Now, however, there was that before her—there upon the bed of state in the glare of the lights—which changed everything very much. Between Greif and Hilda lay Greif’s murdered mother, and Greif’s father dead by his own hand. Therese von Sigmundskron was a Greifenstein at heart, and she would rather face misery and starvation than give her child to one whose name must for ever be branded with such a story. Very soon she felt that it would be impossible, and the prospect of so much suffering for Hilda appalled her. She thought of Greif, too, and she was profoundly grieved for him, for she had already looked upon him as her son. Of course, for the present, there could be no talking of the matter. If the poor fellow did not go mad with sorrow, he would nevertheless wish to put off his marriage for a year or more. She thought of Hilda’s disappointment at the prospect of even retarding the happy day, she thought of the girl’s despair when she should know that the day could never come.

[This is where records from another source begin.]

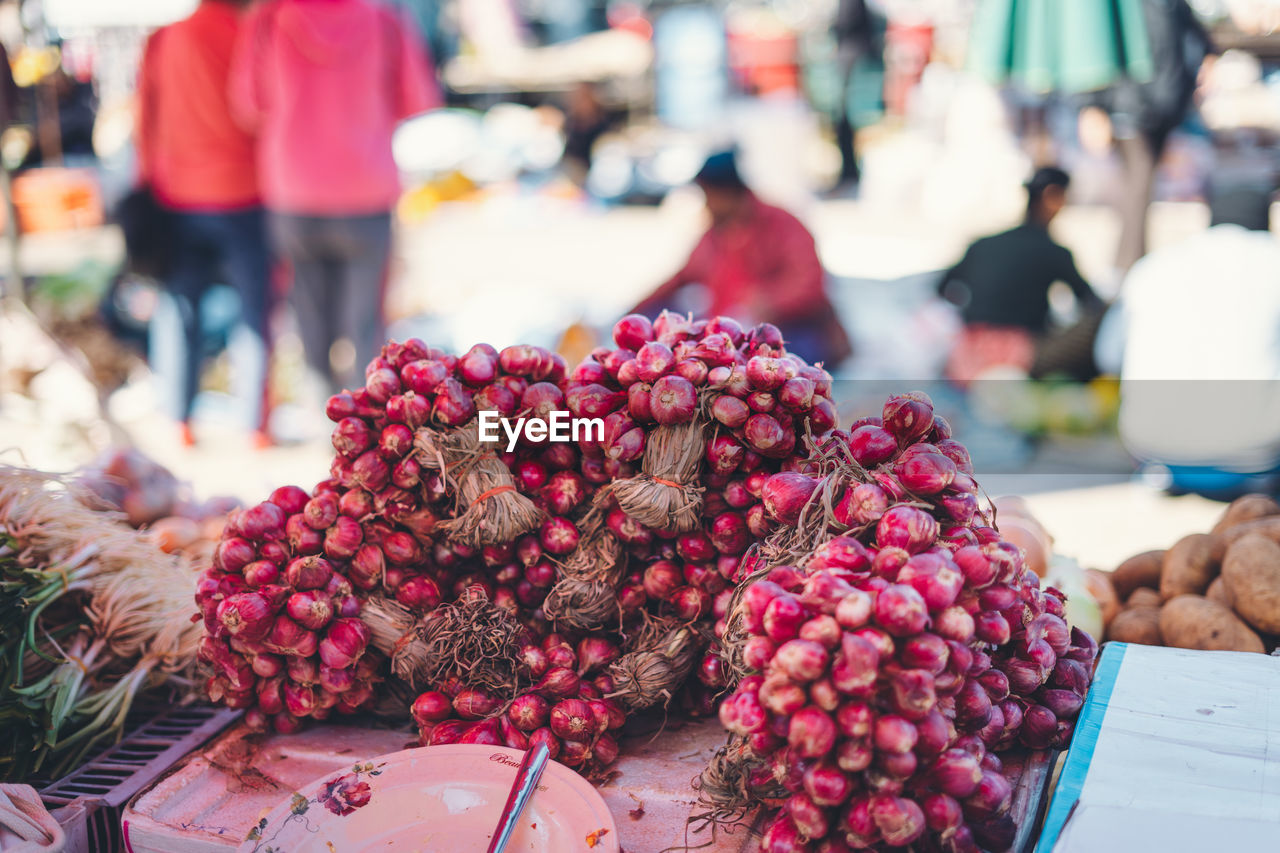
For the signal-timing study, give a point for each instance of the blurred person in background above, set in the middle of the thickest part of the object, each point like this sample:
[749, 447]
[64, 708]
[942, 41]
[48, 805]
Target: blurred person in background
[324, 83]
[1001, 287]
[585, 122]
[1191, 316]
[201, 168]
[759, 264]
[1144, 114]
[855, 39]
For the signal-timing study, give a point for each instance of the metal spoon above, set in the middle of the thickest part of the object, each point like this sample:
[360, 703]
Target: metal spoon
[521, 792]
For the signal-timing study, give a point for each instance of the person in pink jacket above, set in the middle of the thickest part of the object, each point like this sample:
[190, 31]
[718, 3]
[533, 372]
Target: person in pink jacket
[323, 85]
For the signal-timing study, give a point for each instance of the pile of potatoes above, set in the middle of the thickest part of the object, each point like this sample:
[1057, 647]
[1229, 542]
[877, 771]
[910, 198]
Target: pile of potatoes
[1210, 591]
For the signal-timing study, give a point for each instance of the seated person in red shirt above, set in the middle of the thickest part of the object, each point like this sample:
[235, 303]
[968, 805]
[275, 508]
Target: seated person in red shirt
[760, 265]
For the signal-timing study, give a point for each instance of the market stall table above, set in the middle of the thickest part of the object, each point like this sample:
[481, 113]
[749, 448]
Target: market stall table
[213, 798]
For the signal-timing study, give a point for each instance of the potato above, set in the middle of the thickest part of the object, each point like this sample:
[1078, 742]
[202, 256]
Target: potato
[1267, 527]
[1219, 592]
[1138, 570]
[1252, 575]
[1194, 621]
[1137, 625]
[1143, 597]
[1246, 509]
[1098, 583]
[1191, 565]
[174, 533]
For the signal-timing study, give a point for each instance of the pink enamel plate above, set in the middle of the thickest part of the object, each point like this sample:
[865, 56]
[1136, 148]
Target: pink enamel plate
[435, 799]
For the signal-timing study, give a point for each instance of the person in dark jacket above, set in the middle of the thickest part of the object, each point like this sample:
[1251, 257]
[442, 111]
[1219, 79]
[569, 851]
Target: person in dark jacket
[1002, 282]
[759, 264]
[855, 37]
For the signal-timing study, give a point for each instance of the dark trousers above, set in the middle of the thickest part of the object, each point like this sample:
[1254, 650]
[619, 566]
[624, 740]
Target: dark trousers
[845, 129]
[339, 276]
[220, 247]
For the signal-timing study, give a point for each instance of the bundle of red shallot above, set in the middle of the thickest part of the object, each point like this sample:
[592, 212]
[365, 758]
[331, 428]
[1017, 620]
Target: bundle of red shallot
[283, 635]
[880, 676]
[565, 707]
[685, 520]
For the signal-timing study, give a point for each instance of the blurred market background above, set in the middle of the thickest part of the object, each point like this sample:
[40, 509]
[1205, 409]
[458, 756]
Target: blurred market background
[553, 192]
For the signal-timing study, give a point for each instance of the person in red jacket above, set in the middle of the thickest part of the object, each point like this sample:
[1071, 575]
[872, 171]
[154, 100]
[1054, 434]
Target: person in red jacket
[759, 264]
[201, 167]
[324, 85]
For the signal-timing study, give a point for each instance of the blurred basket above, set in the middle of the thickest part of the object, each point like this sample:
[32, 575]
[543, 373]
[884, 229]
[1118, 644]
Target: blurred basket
[56, 199]
[88, 801]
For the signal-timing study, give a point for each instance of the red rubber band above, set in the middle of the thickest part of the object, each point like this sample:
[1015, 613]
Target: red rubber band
[497, 489]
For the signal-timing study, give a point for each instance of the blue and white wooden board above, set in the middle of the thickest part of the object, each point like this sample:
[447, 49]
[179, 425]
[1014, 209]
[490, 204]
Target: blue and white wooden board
[1174, 751]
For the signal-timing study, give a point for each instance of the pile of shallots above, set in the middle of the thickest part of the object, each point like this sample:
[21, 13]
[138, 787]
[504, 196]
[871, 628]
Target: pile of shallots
[887, 666]
[417, 512]
[282, 630]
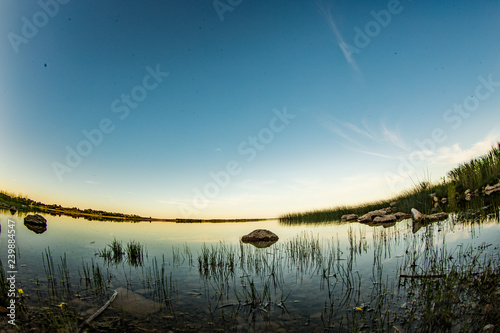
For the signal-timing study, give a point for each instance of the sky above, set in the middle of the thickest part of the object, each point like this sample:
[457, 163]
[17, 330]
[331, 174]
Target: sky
[241, 109]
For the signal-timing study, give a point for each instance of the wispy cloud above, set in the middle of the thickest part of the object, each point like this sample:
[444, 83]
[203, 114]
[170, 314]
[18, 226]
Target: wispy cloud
[454, 154]
[362, 136]
[326, 11]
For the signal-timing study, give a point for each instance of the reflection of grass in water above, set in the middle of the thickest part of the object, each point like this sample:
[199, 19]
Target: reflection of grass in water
[416, 281]
[473, 175]
[115, 252]
[436, 290]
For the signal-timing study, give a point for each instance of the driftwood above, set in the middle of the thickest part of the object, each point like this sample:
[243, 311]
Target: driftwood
[98, 312]
[428, 276]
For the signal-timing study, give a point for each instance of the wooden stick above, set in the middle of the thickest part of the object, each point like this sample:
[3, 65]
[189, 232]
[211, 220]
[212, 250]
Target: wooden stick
[422, 276]
[98, 312]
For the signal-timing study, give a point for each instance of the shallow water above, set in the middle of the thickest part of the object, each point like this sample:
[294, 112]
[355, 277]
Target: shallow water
[301, 293]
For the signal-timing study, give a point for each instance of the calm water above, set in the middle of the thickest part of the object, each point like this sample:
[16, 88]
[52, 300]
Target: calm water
[304, 293]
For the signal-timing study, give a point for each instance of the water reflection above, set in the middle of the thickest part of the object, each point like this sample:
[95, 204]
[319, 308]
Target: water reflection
[200, 277]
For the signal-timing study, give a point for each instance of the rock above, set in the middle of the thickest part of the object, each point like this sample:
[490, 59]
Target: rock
[402, 216]
[259, 235]
[134, 304]
[35, 219]
[349, 217]
[417, 216]
[387, 210]
[490, 189]
[436, 216]
[489, 328]
[368, 217]
[385, 219]
[36, 228]
[365, 218]
[380, 212]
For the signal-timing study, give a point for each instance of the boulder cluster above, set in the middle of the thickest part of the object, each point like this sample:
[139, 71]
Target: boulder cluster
[380, 216]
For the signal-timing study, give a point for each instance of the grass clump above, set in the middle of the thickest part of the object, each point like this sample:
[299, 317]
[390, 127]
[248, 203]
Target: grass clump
[473, 175]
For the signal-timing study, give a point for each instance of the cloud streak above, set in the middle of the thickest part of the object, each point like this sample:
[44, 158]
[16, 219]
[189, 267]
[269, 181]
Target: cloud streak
[326, 12]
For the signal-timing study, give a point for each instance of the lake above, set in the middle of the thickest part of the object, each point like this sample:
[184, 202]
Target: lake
[198, 277]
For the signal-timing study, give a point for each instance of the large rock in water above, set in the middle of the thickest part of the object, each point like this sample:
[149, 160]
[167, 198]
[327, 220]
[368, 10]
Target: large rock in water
[349, 217]
[37, 219]
[260, 238]
[260, 235]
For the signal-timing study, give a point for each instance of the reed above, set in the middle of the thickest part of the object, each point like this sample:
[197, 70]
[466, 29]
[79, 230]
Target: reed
[475, 174]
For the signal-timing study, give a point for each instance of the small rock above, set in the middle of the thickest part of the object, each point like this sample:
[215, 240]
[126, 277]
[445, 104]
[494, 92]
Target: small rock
[365, 218]
[259, 235]
[385, 219]
[437, 216]
[417, 216]
[36, 219]
[402, 216]
[489, 328]
[349, 217]
[488, 308]
[490, 189]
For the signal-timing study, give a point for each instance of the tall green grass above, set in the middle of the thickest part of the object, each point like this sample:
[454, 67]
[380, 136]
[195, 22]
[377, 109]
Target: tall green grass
[472, 175]
[479, 172]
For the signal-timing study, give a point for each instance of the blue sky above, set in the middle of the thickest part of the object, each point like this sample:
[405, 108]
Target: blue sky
[232, 109]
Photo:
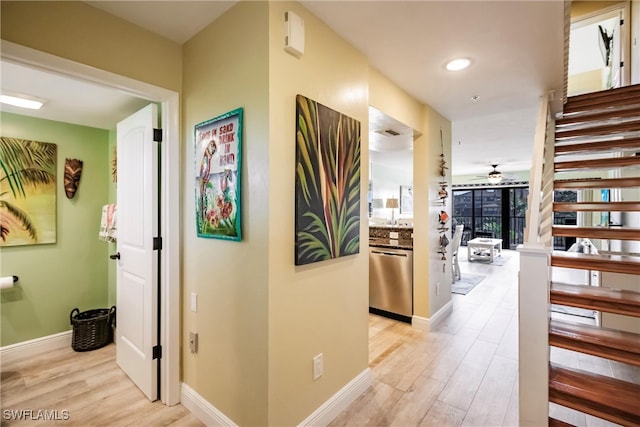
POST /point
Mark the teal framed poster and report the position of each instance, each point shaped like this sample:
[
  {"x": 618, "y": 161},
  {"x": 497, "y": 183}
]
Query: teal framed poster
[{"x": 218, "y": 161}]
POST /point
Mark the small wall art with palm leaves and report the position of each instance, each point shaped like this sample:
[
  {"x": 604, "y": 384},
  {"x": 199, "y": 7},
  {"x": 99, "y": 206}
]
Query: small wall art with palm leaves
[
  {"x": 27, "y": 192},
  {"x": 327, "y": 185}
]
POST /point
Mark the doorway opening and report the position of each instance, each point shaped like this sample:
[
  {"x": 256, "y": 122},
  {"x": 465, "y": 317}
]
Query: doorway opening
[{"x": 169, "y": 186}]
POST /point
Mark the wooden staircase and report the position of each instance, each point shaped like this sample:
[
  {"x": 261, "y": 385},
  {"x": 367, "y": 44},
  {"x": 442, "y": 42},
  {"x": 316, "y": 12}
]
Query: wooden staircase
[{"x": 598, "y": 135}]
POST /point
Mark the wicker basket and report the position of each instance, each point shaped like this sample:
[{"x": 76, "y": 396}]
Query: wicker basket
[{"x": 92, "y": 329}]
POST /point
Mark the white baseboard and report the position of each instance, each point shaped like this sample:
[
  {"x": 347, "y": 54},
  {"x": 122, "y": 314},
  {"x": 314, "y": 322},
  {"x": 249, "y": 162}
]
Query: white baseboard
[
  {"x": 203, "y": 410},
  {"x": 427, "y": 324},
  {"x": 339, "y": 401},
  {"x": 26, "y": 349}
]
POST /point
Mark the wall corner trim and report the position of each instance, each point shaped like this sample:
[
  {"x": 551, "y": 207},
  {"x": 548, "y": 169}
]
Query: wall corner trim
[
  {"x": 26, "y": 349},
  {"x": 339, "y": 401},
  {"x": 203, "y": 410},
  {"x": 426, "y": 325}
]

Then her resolution almost broke down, and she even argued with herself against it. Greif was innocent. It was no fault of his, he had no share in the fearful doings of last night, he was far away, thinking of Hilda, dreaming that he led her up the aisle of the church, counting the moments until he could come back to her. Why should he suffer the consequences of what others had done? Why should Hilda’s young life be wrecked, condemned, perhaps, to perpetual poverty, ruined, most assuredly, by the overthrow of its only happiness? Could they not marry and live here, as Greif’s father and mother had lived for years? Could they not be everything to each other, and nothing to the world?